Photograph by Emma Jeffery
Cancer Detection Research
The scientific basis of the ability of dogs to detect the odour of cancer is believed to be linked to volatile organic compounds produced by malignant cells. It has been established that during tumour growth changes occur in some of the cellular proteins, leading to peroxidation of the cell membrane components, which then produces volatile organic compounds that can be detected in the headspace of the cells.
There is strong indication from a number of studies that these cancer volatiles are excreted in urine or exhaled on the breath at an early stage in the disease process.

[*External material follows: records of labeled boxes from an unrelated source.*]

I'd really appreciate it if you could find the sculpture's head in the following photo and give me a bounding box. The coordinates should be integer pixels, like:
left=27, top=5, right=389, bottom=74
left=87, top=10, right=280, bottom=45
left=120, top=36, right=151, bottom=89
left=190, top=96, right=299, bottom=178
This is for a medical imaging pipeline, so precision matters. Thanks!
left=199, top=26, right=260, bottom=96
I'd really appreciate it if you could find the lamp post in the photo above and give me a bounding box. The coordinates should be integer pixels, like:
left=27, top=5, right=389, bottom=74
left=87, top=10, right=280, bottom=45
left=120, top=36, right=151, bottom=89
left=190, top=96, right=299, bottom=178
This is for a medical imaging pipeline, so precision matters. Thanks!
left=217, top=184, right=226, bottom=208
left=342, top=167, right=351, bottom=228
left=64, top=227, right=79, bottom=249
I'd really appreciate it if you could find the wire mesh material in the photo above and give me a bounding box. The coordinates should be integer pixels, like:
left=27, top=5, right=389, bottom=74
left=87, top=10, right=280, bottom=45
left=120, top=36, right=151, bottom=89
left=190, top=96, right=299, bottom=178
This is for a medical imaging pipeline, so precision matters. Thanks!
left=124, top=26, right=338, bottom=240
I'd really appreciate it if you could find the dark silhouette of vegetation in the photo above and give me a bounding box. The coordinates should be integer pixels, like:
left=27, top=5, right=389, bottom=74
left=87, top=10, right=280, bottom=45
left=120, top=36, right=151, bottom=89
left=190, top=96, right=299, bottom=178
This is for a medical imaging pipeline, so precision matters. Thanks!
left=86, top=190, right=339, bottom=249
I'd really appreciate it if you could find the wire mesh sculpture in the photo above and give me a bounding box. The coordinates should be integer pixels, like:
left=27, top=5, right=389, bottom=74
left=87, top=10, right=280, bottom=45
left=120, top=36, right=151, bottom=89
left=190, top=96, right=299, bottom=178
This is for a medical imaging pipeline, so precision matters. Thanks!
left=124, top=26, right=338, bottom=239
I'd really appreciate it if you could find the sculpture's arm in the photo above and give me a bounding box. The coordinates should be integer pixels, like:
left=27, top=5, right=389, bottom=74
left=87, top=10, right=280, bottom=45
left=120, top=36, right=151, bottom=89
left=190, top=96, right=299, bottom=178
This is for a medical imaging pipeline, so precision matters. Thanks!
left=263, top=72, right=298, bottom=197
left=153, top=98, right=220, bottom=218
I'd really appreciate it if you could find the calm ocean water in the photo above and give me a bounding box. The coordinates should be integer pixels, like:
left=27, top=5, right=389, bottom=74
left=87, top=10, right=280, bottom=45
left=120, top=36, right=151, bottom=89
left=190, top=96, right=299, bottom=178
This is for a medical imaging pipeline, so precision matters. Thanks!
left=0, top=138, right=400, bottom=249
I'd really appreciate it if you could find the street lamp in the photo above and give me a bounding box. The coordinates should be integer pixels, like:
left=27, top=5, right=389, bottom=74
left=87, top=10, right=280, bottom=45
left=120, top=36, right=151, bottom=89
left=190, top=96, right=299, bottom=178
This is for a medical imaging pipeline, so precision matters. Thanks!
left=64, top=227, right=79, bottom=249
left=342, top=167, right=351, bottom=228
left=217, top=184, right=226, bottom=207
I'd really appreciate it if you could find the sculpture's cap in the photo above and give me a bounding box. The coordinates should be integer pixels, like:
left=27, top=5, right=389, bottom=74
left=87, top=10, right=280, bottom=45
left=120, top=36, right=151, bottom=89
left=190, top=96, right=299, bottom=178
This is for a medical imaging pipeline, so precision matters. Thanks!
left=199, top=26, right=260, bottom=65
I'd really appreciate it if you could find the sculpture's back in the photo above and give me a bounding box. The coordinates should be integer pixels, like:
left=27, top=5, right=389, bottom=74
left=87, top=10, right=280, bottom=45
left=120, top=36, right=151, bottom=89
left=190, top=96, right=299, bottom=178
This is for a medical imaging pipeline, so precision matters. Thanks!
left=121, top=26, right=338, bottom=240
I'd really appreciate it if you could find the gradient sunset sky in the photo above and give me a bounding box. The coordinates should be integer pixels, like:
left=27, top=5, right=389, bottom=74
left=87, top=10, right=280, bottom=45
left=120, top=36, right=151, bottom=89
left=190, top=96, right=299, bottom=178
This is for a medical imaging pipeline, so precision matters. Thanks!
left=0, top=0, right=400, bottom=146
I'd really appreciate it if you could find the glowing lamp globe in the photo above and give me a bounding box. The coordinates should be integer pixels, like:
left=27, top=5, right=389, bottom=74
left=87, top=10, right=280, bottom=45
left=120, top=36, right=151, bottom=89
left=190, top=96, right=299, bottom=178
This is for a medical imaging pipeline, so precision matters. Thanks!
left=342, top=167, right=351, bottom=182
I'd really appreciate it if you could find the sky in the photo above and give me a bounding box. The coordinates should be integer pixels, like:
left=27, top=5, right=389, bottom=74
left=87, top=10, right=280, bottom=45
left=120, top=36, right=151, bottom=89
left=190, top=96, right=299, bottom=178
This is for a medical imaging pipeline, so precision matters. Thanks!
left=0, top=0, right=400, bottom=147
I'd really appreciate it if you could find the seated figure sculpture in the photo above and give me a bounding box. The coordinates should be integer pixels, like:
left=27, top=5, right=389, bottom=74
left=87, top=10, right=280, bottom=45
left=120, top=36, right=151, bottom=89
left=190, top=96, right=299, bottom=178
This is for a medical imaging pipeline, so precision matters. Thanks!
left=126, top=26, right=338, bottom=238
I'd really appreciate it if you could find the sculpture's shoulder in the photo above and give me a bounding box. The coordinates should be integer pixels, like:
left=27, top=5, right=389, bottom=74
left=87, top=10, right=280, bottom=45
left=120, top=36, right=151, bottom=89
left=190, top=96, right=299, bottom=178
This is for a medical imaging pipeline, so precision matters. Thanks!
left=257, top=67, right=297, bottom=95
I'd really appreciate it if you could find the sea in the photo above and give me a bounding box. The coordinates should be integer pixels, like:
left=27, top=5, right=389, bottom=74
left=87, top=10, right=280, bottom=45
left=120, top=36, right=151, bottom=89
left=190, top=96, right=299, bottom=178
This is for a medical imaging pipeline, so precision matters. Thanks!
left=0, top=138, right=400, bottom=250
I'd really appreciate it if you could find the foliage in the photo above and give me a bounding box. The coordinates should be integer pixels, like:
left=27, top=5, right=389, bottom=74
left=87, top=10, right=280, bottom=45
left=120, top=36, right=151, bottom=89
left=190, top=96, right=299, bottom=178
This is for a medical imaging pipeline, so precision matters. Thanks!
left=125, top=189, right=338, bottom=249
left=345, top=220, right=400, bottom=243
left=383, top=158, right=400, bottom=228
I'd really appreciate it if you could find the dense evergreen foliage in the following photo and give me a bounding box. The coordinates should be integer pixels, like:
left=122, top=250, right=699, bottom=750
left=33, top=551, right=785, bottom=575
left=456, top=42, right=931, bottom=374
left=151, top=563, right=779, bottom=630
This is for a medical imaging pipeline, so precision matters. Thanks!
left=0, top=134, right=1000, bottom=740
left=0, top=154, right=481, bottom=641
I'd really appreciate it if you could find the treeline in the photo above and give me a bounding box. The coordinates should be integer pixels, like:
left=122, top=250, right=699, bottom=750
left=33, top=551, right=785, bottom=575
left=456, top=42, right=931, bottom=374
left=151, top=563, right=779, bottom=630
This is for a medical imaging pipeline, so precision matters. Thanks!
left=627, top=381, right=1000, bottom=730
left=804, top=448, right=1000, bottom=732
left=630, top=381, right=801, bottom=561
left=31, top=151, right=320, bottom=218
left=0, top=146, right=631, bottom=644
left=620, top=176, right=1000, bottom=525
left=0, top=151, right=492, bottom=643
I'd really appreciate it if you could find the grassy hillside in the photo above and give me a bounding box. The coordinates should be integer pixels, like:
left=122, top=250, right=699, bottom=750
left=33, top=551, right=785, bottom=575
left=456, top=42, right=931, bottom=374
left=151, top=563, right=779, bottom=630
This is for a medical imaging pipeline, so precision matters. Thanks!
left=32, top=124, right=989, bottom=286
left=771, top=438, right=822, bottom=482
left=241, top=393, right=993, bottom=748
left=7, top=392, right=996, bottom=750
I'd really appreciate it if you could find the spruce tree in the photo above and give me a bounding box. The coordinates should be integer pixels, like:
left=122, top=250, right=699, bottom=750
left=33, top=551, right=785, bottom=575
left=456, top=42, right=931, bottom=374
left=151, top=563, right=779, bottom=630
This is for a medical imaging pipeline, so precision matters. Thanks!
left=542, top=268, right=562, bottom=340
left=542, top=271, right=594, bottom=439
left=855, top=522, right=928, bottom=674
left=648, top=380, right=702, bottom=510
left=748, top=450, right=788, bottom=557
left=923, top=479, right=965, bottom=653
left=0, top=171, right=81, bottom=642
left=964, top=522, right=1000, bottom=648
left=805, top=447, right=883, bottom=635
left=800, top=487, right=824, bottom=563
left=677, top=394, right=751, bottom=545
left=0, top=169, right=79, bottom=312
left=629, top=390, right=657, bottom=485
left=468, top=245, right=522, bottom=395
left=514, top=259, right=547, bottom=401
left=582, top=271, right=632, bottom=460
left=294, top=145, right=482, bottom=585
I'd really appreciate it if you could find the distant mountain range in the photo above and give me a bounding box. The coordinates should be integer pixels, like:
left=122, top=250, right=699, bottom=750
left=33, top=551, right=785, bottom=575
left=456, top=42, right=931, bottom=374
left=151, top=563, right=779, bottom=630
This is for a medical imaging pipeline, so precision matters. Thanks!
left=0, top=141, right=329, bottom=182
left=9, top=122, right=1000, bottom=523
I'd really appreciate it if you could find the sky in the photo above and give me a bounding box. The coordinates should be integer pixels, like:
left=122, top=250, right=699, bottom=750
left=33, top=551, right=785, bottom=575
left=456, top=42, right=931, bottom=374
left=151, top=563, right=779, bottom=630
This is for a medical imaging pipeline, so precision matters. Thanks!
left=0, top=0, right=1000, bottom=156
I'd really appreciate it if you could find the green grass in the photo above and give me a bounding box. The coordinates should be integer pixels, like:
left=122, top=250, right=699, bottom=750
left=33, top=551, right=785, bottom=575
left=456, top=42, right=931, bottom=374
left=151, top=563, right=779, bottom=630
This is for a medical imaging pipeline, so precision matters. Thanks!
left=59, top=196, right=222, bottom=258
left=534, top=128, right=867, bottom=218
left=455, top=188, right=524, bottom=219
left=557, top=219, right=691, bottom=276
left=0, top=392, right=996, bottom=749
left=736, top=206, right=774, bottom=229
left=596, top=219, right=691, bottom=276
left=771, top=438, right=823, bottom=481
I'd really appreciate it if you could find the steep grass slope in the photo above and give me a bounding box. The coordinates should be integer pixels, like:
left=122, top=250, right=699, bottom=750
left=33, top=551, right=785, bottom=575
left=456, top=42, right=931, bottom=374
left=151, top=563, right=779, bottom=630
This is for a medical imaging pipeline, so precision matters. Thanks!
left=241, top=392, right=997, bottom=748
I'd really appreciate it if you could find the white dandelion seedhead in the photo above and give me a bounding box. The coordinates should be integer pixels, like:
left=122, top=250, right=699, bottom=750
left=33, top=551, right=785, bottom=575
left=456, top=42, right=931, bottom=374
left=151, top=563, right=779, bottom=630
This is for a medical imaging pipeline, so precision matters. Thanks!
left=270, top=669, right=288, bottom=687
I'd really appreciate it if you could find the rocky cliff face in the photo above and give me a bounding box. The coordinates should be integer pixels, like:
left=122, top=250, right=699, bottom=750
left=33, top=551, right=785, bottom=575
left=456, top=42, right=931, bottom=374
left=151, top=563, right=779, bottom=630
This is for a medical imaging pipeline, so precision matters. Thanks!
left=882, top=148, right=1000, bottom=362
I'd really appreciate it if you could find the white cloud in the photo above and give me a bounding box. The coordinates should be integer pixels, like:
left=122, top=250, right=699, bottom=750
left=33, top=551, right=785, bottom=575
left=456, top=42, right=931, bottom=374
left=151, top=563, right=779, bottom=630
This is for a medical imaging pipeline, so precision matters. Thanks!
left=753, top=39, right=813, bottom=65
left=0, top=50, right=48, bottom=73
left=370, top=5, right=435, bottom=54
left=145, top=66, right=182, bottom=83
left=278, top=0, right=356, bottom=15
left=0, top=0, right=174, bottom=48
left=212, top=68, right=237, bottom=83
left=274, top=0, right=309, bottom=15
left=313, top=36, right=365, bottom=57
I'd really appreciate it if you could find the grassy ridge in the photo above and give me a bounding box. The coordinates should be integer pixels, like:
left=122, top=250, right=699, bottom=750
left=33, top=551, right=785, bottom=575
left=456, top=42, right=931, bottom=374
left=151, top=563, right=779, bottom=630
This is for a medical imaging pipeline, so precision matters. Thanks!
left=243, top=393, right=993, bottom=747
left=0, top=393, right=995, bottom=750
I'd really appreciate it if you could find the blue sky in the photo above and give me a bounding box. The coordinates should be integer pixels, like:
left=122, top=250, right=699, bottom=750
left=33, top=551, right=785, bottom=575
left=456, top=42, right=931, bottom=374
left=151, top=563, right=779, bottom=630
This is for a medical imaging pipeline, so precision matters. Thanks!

The first clinically robust investigation of cancer detection by dogs was reported by Willis and colleagues (British Medical Journal 2004). During this study, dogs were trained by individuals from Medical Detection Dogs (aka Cancer and Bio-detection Dogs) to detect bladder cancer (transitional cell carcinoma) by smelling urine samples from patients and healthy controls. Six dogs of varying breeds were used, none had been trained for previous scent work. Overall diagnostic accuracy was 41% (compared with the 14% success rate expected from chance alone). However there was considerable variation in the success rate between dogs, the best dog achieved 56%, but two dogs had no success at all.
The charity, in collaboration with Willis et al, published a further study in the journal Cancer Biomark 2011, ‘Volatile organic compounds as biomarkers of bladder cancer: Sensitivity and specificity using trained sniffer dogs’. Specificity ranged from 92% for urine samples obtained from young, healthy volunteers, decreasing to 56% for samples taken from older patients with non-cancerous urological disease.
Supporting evidence has been published around the world including a study by Cornu and colleagues (European Urology 2011), ‘Olfactory Detection of Prostate Cancer by Dogs Sniffing Urine: A Step Forward in Early Diagnosis’, indicated the possibilities of canine cancer detection (sensitivity 91%, specificity 91%). A second study published online in 2011 by Sonoda and colleagues investigated colorectal cancer screening using faecal samples, and demonstrated equally promising results (sensitivity 97%, specificity 99%).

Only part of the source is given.